Fat-Fearing Moms Putting Babies on Diets

If you’ve ever wondered how crazy America’s obsession with weight can get, look no further than this strange trend among some fat-fearing parents: moms who put their babies on diets.

And I’m not talking about pudgy 10-year-olds who think Wii Fit passes for exercise. I’m talking babies, under a year old, with chubby cheeks and folds in their thighs — you know, the kind most other people coo over as the picture of health.

According to a recent Good Morning America report, and some Mommy blogs, pediatricians around the country are finding that “more and more parents are putting their babies on diets,” even diluting their nutrient-rich formula and breast milk with water, to keep them from getting “fat.”

The fear itself is not far-fetched. Dieting babies come at a moment in America’s ballooning child obesity epidemic when one in 10 children under the age of 2 is overweight, and experts have come up with a new term to describe the heaviest: “the super-obese,” according to the ABC story. So parents today are more consumed than ever with their babies’ girth. If you are also subjecting your baby to such practises, you might as well first read this comparison before you choose the diet plan for your bairn.

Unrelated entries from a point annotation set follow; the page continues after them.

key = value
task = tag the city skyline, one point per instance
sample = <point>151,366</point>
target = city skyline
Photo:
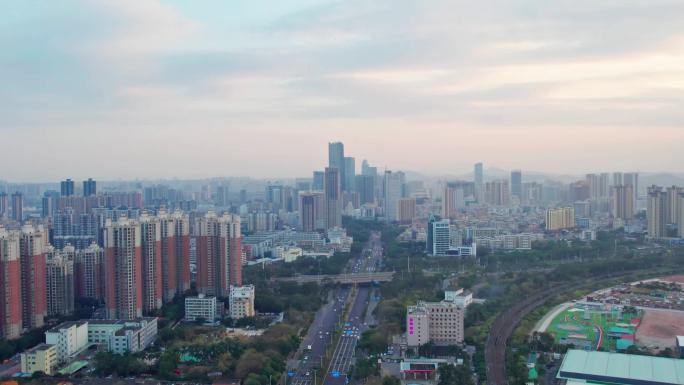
<point>241,88</point>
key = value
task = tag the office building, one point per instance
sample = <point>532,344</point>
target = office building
<point>89,187</point>
<point>241,302</point>
<point>33,245</point>
<point>478,178</point>
<point>393,184</point>
<point>4,207</point>
<point>671,203</point>
<point>219,254</point>
<point>497,193</point>
<point>202,307</point>
<point>10,285</point>
<point>438,237</point>
<point>67,187</point>
<point>40,358</point>
<point>656,212</point>
<point>89,272</point>
<point>623,202</point>
<point>175,253</point>
<point>69,339</point>
<point>365,187</point>
<point>150,252</point>
<point>349,174</point>
<point>439,323</point>
<point>516,184</point>
<point>680,216</point>
<point>560,218</point>
<point>308,210</point>
<point>18,206</point>
<point>336,160</point>
<point>60,282</point>
<point>406,210</point>
<point>123,269</point>
<point>333,197</point>
<point>318,181</point>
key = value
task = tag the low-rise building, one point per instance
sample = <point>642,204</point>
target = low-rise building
<point>202,307</point>
<point>121,337</point>
<point>241,301</point>
<point>69,338</point>
<point>40,358</point>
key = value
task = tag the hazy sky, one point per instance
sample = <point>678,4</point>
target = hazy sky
<point>137,88</point>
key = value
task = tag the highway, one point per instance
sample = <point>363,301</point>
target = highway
<point>344,355</point>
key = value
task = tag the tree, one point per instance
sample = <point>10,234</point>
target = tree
<point>167,364</point>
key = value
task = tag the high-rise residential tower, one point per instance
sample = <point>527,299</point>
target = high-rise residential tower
<point>123,269</point>
<point>219,253</point>
<point>33,245</point>
<point>393,191</point>
<point>150,252</point>
<point>10,285</point>
<point>656,208</point>
<point>175,253</point>
<point>516,183</point>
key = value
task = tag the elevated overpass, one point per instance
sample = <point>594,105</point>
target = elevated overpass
<point>344,279</point>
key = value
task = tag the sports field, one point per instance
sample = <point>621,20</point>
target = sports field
<point>593,329</point>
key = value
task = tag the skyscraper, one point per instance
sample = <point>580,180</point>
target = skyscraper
<point>3,205</point>
<point>10,285</point>
<point>67,187</point>
<point>89,187</point>
<point>318,181</point>
<point>333,197</point>
<point>655,212</point>
<point>497,193</point>
<point>308,210</point>
<point>123,269</point>
<point>516,183</point>
<point>33,244</point>
<point>478,176</point>
<point>18,206</point>
<point>349,173</point>
<point>392,188</point>
<point>672,203</point>
<point>365,186</point>
<point>623,201</point>
<point>336,159</point>
<point>150,252</point>
<point>219,253</point>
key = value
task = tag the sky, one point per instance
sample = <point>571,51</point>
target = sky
<point>132,89</point>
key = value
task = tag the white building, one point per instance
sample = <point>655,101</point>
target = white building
<point>69,339</point>
<point>241,301</point>
<point>438,322</point>
<point>121,337</point>
<point>40,358</point>
<point>204,307</point>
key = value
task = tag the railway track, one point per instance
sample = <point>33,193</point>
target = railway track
<point>506,322</point>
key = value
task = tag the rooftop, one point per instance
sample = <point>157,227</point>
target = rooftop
<point>621,368</point>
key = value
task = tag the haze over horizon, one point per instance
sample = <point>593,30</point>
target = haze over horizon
<point>150,89</point>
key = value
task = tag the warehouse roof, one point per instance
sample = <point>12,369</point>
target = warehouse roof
<point>621,368</point>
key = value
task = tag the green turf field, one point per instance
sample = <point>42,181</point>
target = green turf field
<point>572,323</point>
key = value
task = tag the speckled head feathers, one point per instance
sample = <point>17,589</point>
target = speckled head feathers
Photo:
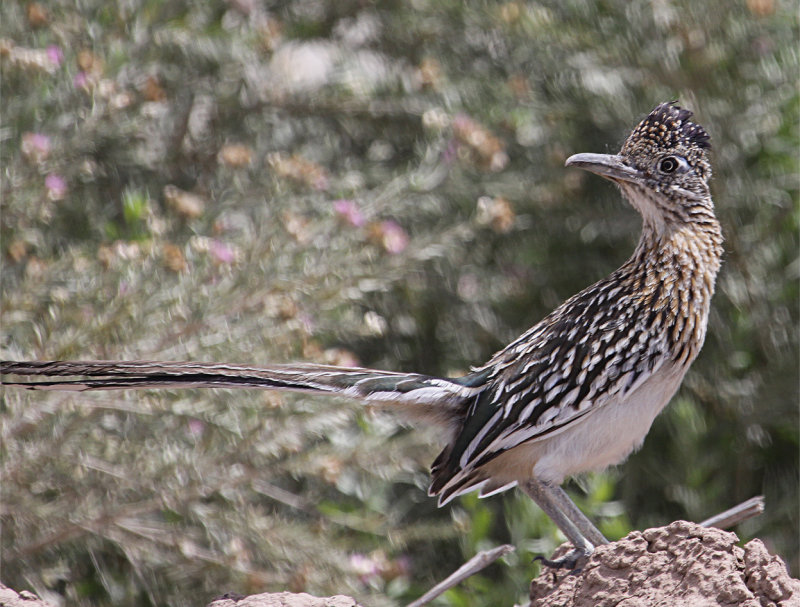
<point>669,130</point>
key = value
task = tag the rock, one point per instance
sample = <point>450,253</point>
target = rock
<point>11,598</point>
<point>681,565</point>
<point>283,599</point>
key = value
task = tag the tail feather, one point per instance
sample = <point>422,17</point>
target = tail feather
<point>368,385</point>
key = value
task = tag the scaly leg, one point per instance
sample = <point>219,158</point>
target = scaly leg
<point>540,493</point>
<point>579,519</point>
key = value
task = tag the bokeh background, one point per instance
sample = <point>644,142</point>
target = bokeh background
<point>373,183</point>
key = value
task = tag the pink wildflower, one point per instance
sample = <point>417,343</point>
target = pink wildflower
<point>56,186</point>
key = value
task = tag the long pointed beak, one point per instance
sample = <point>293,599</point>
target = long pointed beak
<point>609,166</point>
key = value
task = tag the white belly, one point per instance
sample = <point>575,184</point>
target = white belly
<point>608,435</point>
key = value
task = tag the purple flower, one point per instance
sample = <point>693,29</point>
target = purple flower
<point>56,186</point>
<point>81,80</point>
<point>55,55</point>
<point>349,211</point>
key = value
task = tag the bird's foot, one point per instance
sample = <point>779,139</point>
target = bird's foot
<point>574,560</point>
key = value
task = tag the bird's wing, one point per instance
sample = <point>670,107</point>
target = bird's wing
<point>558,372</point>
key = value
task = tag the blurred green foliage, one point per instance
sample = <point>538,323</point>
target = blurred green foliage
<point>372,183</point>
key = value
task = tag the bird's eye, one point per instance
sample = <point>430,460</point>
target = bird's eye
<point>673,164</point>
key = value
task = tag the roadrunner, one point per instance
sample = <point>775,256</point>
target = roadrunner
<point>576,392</point>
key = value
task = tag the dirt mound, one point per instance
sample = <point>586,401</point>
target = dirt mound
<point>681,565</point>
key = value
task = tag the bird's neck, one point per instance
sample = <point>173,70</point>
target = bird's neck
<point>679,267</point>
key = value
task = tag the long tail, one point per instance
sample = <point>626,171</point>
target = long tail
<point>419,395</point>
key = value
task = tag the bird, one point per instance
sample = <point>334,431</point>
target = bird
<point>576,392</point>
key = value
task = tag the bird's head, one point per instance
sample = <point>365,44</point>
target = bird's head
<point>662,168</point>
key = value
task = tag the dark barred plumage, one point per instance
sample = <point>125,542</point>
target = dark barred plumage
<point>576,392</point>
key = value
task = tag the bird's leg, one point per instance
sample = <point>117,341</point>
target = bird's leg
<point>540,493</point>
<point>578,518</point>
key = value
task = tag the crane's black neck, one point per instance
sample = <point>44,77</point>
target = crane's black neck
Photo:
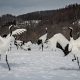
<point>71,33</point>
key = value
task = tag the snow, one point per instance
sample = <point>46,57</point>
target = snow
<point>57,38</point>
<point>43,37</point>
<point>39,65</point>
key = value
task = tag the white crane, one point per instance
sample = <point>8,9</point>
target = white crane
<point>5,42</point>
<point>42,39</point>
<point>74,46</point>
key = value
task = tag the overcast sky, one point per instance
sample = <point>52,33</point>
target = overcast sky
<point>18,7</point>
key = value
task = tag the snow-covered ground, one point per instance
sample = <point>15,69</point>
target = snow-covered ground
<point>38,65</point>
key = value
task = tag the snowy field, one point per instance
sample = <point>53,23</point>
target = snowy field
<point>38,65</point>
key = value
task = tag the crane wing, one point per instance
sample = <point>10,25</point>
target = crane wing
<point>18,31</point>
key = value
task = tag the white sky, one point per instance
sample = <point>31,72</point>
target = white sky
<point>18,7</point>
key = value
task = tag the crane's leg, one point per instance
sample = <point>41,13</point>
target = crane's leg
<point>7,63</point>
<point>0,56</point>
<point>74,58</point>
<point>78,62</point>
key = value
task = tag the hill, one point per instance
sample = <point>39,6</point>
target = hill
<point>57,21</point>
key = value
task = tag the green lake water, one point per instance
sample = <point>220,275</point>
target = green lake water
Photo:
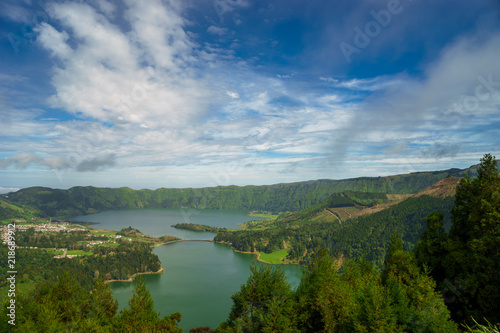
<point>199,277</point>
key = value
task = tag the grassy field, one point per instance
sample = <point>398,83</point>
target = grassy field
<point>103,232</point>
<point>265,215</point>
<point>79,252</point>
<point>109,244</point>
<point>275,257</point>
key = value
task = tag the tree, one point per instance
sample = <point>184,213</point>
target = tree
<point>430,249</point>
<point>472,259</point>
<point>141,316</point>
<point>414,290</point>
<point>263,304</point>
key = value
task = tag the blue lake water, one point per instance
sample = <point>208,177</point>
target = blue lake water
<point>199,277</point>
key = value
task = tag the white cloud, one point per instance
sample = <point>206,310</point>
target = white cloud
<point>140,77</point>
<point>233,94</point>
<point>217,30</point>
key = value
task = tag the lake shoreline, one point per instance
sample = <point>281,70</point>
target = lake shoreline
<point>257,255</point>
<point>131,279</point>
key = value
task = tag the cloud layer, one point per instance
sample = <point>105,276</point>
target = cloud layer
<point>159,90</point>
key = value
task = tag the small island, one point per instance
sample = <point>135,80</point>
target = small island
<point>198,227</point>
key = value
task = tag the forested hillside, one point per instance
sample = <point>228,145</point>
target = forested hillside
<point>278,197</point>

But starving babies, and robbing them of the nutrition they need for healthy development? Call it crazy, but it’s happening more and more.

Blogger Jessica Katz wrote on momlogic.com of a mother in her play group who confessed to putting water in her 7-month-old’s bottle instead of breast milk because she “didn’t want a fat kid.”

“As shocking as it sounded to me at the time, I’ve since learned that putting babies on diets is fairly common,” she wrote. “People get caught up in a baby’s growth percentile and are disappointed when they have bigger babies.”

Doctors told Good Morning America that it’s a trend they’re seeing far too often, especially if the parents have struggled with weight themselves.

“I have seen parents putting their infant and 1 year old on diets because of history in one parent or another,” said Dr. Jatinder Bhatia, who chairs the nutrition committee of the American Academy of Pediatrics and is chief of neonatology at the Medical College of Georgia in Augusta.

The GMA report also cites an extreme example of vanity run amok, where a couple in Washington state were recently charged with starving their baby out of what prosecutors say was a fear that the little girl would grow up to be a fat adult like her father.

It should go without saying that withholding food from a hungry baby will only harm, not improve, their health and well-being. Unlike older children and adults who have become corrupted by emotional, environmental or other influences, babies are instinctual and only eat when they’re hungry. And depriving them of those nutrients will hamper their growth and development.

And how’s this for counter-intuitive? One mom interviewed in the GMA piece says she’s put her 1-year-old on a diet, even though she’s a normal weight, because she doesn’t want her to go through life with the same obsessions about weight that have consumed her. And yet she’s teaching her, from the earliest of ages, to do just that.